This is why it is important to broaden your horizons and attempt to understand the world from a perspective unlike your own.
One avenue in which West Chester University has accomplished such an expansion in their education is through the Health Science Center’s open display this past month of posters celebrating Deaf Awareness Month.
During the month of September, the Deaf and hearing impaired gather to celebrate the accomplishments of past Deaf and hard of hearing individuals.
Dr. Kat Ellis, West Chester University’s Deaf Studies minor advisor and American Sign Language Professor, says that a person who is Deaf is, “an individual [who] is part of a cultural and linguistic minority, with its rich traditions, storytelling, beliefs, history, language, and most especially community.”
Where many hearing individuals view deafness as a “disability,” the Deaf community rejects that label and owns their lack of hearing as intrinsic to their identity rather than a detriment to their lives.
This is why Ellis has fought so hard to have representation in this school.
Thanks to her efforts, not only is American Sign Language a fulfillment for language requirements in WCU, but as of last year she has helped institute the Deaf Studies minor and began the ASL club, where students enrolled in ASL or not can join and learn together.
As a part of her endeavor to raise awareness of Deaf culture she convinced the Health Science Center, the place in which all American Sign Language classes are located, to allow her students’ posters advertising different aspects of the Deaf movement to be put on full display for the duration of September.
Still, the Deaf Studies minor is very new and there is a lot more that needs to be done to educate this community at large about a lifestyle that is often overlooked.
Firstly, it is imperative to acknowledge that audism, the term used to describe the belief that hearing people are superior to non-hearing people, is a phenomenon that is still very much thriving in our society.
In 2011, the popular show “What Would You Do?”, a candid camera show which hires actors to ingratiate themselves in an environment and portray real life problems like discrimination in the hopes of engaging bystander action, set themselves up in Rochester, N.Y.
Rochester has a high population of Deaf people, which should theoretically prompt the general populace to be more culturally aware and considerate of the Deaf community.
However, when they went to a Rochester coffee shop and had an actor portraying an employee openly discriminate against Deaf applicants, hardly anyone spoke up in their defense.
To take this on a more personal level, Ellis claims that she has been discriminated against countless times in her life for her deafness.
One such occasion happened when the chairperson at the school she attended refused to let her into their graduate program, claiming that she, as a deaf individual, could not handle the course load.
Unfortunately, discrimination like this is not an anomaly.

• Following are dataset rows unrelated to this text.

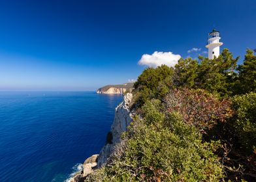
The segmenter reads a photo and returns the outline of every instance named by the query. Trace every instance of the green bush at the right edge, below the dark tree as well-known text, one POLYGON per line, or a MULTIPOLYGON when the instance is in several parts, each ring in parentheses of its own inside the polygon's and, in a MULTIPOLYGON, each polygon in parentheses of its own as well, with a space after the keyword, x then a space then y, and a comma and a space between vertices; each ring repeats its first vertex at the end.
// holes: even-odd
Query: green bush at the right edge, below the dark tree
POLYGON ((240 144, 256 153, 256 93, 234 96, 232 108, 235 110, 232 127, 240 144))

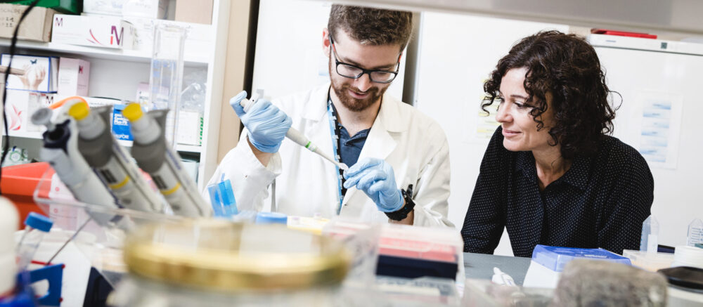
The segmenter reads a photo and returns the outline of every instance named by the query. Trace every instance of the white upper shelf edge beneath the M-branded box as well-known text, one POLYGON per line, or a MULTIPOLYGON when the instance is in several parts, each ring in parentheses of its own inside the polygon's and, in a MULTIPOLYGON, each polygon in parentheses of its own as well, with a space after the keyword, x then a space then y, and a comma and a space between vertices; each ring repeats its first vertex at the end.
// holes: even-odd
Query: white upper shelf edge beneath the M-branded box
MULTIPOLYGON (((10 39, 0 39, 0 46, 9 47, 10 39)), ((150 63, 151 53, 148 51, 123 50, 112 48, 98 48, 89 46, 77 46, 58 43, 41 43, 39 41, 17 41, 18 48, 51 51, 51 53, 70 53, 86 58, 98 58, 104 60, 121 60, 129 62, 150 63)), ((207 58, 191 57, 186 58, 186 66, 207 66, 207 58)))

It’s commonplace.
Additionally, ASL is its own language. Yes, it does have strong ties to the English language, but ASL has its own grammatical context.
Just like any other language, it too evolves with time and is just as valid a method of communication to study as Spanish, German, French, or any other language is.
Finally, people from all different sorts of majors are welcome into the Deaf Studies minor.
True, there are those that plan to use Sign Language for their careers in Speech Pathology, Audiology, interpreting, or American Sign Language education, but other majors are in it purely for the love of the language.
I have this minor and I major in Communication Studies.
There are others in my class who major in History, Education, and more. The minor is open to all.
The display in the Health Science Center will feature something else, but the opportunity to learn will always be there.
The minor is only 18 credits, 12 of which are the ASL classes. ASL club meets on Mondays at 7:15 and, should you want to join, Ellis will be more than happy to ensure you are added to the list.
There is even a Deaf church across the street from the Commonwealth dorm which holds events open to everyone.
There are so many opportunities to learn beyond this article and I encourage you all to do so. September is over now, so let’s work together to make every month Deaf Awareness Month!